アブデラさんは、栄養不良の子どもが減ったのは、専門的な知識と教育のおかげだと言います。「私たちは母親たちの相談にのります。母親たちは、みんな子どもたちを健康に育てたいと思っているのです。ほかの人たちより自分のほうが下手だと思われたくないですものね。だから、自然と、子育てもうまくできるようになるんです」と彼女。

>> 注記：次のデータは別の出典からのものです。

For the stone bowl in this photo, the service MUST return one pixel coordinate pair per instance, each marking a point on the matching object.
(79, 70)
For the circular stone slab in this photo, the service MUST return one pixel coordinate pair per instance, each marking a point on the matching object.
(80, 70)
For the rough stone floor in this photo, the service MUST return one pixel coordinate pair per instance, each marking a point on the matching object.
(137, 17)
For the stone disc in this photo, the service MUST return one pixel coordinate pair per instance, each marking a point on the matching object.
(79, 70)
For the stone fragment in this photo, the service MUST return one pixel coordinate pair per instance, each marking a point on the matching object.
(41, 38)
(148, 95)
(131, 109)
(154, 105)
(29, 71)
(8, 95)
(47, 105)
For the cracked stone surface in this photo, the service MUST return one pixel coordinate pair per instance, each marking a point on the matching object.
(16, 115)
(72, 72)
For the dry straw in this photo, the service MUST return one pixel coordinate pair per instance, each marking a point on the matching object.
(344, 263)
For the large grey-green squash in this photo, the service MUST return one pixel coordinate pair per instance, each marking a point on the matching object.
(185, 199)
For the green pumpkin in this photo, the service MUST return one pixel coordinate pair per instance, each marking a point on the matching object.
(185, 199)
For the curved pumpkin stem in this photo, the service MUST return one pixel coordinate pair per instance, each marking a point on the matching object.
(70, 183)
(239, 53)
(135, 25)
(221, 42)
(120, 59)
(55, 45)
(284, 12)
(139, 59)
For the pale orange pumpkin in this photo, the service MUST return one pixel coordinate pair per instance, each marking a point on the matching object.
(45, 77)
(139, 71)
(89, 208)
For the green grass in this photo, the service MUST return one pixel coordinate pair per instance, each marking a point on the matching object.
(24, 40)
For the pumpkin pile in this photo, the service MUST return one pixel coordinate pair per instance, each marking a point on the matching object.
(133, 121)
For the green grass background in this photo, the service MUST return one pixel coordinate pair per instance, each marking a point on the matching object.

翌日、シャムさんと、プログラムに参加しているほかの母親たち、ならびに、もっと大きな村の母親たちが、地元のコミュニティ・ホールに集まっていました。アブデラさんと、村の拡大保健員のハイマノット・イメニューさんとジェマネシュ・ドゥレッサさんが進行役となって、みんなで話し合いをしているのです。
「コミュニティに見受けられる問題を探し出して、その解決方法を話し合うんです。やるべきことがあれば、みんなが合意に達するように、私たちが助言をします」とイメニューさん。
問題は何か、最初に話し合うべき課題を見つけるまでに時間はかかりませんでした。アブデラさんは、まず、今月の成長観察の結果をみんなに報告します。次に、子育てへの父親の関与について話が移ります。子どもたちが適切な食事が摂れるよう、父親ができることはないのか、ということです。ある父親は、成長観察カードによって、子どもの栄養不良に目を向けるようになったと発言します。
「妻が、子どもの成長観察に出かけ始めた頃は、あまり深く考えませんでした」と父親。「でも、今日は、ここにいる父親のみなさんにお願いがあります。奥さんたちが成長観察に子どもを連れていけないようだったら、父親自ら率先して子どもたちを連れていって欲しいのです」その発言に大きな拍手が湧き起こりました。
重篤になる前に、そして死に至る前に、栄養不良を食い止めること、これがエチオピアでは国家の栄養戦略の要となっています。ユニセフ支援によるCBNプログラムは、子どもの生存面での成果が持続することを担保するだけでなく、「より良く改善」し続けることに一役買っています。